Keluarga klien perlu diberi penjelasan tentang bagaimana
penanganan klien yang mengalami halusinasi sesuai dengan kemampuan
keluarga. Hal ini penting dilakukan dengan dua alasan. Pertama keluarga
adalah sistem di mana klien berasal. Pengaruh sikap keluarga akan sangat
menentukan kesehatan jiwa klien. Klien mungkin sudah mampu mengatasi
masalahnya, tetapi jika tidak didukung secara kuat, klien bisa mengalami
kegagalan, dan halusinasi bisa kambuh lagi. Alasan kedua, halusinasi
sebagai salah satu gejala psikosis bisa berlangsung lama (kronis),
sekalipun klien pulang ke rumah, mungkin masih mengalami halusinasi.
Dengan mendidik keluarga tentang cara penanganan halusinasi,
diharapkan keluarga dapat menjadi terapis begitu klien kembali ke rumah.
DAFTAR PUSTAKA
Azizah, Zainuri & Akbar 2016, Buku Ajar Keperawatan Jiwa, Indomedia Pustaka,
Yogyakarta.
Damaiyanti, I. 2014, Asuhan Keperawatan Jiwa, Refika Aditama, Bandung.
Keliat, B.A. 2017, Modul Praktik Keperawatan Profesional Jiwa, EGC, Jakarta.

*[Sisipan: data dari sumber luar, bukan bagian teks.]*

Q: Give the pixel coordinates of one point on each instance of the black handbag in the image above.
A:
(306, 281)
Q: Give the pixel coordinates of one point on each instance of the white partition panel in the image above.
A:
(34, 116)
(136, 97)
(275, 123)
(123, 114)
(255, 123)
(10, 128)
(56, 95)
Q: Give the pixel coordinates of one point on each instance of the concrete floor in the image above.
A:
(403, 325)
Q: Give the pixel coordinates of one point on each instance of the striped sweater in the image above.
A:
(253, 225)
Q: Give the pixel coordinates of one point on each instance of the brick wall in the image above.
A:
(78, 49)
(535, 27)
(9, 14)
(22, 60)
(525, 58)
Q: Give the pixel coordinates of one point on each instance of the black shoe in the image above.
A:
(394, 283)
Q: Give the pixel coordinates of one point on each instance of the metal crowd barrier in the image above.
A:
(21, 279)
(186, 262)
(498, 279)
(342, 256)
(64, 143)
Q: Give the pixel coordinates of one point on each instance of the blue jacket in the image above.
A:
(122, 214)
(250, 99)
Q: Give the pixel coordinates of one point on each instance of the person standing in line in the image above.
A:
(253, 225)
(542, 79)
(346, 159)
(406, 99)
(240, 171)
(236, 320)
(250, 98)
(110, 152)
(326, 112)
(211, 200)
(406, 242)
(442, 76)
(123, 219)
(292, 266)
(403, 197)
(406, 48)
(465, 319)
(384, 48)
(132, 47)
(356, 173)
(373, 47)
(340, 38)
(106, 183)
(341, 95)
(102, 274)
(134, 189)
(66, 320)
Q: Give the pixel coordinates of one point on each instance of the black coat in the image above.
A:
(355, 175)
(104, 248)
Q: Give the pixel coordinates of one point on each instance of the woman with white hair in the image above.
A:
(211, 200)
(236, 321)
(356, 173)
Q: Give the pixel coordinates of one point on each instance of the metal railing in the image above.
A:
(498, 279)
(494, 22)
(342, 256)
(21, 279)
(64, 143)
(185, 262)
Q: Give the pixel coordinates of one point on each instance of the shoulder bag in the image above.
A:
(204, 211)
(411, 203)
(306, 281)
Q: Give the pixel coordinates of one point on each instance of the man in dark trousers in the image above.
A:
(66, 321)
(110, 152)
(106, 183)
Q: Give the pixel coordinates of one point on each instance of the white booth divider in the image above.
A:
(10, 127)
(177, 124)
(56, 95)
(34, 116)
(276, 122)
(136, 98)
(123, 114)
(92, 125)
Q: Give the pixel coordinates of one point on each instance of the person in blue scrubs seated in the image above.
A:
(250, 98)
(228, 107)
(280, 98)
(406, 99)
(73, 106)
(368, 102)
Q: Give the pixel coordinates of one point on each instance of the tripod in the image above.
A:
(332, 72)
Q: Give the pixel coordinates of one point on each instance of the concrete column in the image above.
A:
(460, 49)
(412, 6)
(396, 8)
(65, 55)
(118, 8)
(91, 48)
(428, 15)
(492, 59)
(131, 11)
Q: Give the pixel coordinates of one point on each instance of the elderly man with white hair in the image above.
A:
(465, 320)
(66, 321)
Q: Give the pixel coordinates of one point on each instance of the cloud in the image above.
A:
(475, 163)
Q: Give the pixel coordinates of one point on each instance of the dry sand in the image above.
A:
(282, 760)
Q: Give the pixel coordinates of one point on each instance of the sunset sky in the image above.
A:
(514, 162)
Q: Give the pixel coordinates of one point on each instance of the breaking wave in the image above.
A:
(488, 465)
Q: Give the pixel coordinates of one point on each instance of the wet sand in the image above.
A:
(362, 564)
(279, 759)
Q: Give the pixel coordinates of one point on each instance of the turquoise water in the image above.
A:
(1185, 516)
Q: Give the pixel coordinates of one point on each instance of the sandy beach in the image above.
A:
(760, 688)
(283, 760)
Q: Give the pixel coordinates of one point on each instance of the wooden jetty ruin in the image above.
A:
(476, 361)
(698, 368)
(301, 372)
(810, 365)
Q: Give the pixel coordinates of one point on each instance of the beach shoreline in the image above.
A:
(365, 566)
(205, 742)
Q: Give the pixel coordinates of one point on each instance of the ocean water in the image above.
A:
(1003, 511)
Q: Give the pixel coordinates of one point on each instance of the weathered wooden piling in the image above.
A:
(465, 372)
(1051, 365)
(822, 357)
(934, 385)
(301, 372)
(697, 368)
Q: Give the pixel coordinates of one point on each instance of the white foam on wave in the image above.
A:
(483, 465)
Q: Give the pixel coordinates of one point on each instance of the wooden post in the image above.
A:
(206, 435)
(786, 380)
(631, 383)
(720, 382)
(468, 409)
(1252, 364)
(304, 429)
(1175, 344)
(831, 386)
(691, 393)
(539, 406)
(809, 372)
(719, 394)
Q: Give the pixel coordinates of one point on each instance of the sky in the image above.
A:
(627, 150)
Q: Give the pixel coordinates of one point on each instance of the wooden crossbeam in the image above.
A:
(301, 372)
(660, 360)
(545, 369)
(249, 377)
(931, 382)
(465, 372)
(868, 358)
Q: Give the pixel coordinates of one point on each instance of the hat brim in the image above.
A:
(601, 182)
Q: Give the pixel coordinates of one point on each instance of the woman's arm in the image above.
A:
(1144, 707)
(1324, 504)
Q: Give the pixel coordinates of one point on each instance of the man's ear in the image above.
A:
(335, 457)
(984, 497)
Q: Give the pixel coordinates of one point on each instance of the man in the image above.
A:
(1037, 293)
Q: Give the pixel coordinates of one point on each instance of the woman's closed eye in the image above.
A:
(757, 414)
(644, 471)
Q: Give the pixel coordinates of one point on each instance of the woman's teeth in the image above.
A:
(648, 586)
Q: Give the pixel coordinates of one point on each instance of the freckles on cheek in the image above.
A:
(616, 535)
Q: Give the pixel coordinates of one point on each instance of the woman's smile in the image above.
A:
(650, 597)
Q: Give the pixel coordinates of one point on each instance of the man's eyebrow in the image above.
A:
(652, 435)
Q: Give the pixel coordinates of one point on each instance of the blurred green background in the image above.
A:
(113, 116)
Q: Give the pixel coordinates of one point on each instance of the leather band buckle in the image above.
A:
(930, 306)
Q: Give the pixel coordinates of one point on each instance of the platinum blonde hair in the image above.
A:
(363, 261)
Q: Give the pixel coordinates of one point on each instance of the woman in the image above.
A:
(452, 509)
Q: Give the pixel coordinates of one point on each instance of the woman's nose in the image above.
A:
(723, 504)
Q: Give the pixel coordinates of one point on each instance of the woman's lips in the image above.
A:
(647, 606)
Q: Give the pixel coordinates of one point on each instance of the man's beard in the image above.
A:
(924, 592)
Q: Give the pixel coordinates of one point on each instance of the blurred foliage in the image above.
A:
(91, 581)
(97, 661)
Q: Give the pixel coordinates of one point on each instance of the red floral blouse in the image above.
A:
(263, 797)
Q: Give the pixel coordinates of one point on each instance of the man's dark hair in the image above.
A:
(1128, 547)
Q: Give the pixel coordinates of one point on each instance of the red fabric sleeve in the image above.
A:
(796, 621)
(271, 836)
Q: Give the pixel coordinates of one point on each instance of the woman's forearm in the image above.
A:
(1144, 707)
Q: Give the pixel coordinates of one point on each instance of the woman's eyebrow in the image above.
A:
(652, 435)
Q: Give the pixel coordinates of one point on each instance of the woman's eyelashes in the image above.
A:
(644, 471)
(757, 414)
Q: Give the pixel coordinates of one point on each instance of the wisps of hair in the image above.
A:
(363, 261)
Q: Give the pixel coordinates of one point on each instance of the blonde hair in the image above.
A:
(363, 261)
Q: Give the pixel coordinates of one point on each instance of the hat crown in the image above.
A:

Nurhalimah 2016, Keperawatan Jiwa, 1st edn, Kementerian Kesehatan Republik
Indonesia, Jakarta.
PPNI. 2016, Standar Diagnosis Keperawatan Indonesia: Definisi dan Indikator
Diagnostik, Edisi 1, DPP PPNI, Jakarta
PPNI. 2018, Standar Intervensi Keperawatan Indonesia: Definisi dan Tindakan
Keperawatan, Edisi 1, DPP PPNI, Jakarta
PPNI. 2018, Standar Luaran Keperawatan Indonesia: Definisi dan Kriteria Hasil
Keperawatan, Edisi 1, DPP PPNI, Jakarta
Prabowo, E. 2014, Konsep dan Aplikasi Asuhan Keperawatan Jiwa, Nuha Medika,
Yogyakarta.
Stuart, G.W. & Laraia, M.T. 2007, Prinsiples and Practice of Psychiatric Nursing,
7th editio., Mosby, St Louis.
Stuart, G.W. & Laraia, M.T. n.d., Principle and Practice of Psychiatric Nursing, 9th
edn, St. Louis Mosby Year Book.
Yusuf, A., Fitrayasari, P.K.R. & Nihayati, H.E. 2015, Buku Ajar Keperawatan
Kesehatan Jiwa, Salemba Medika, Jakarta.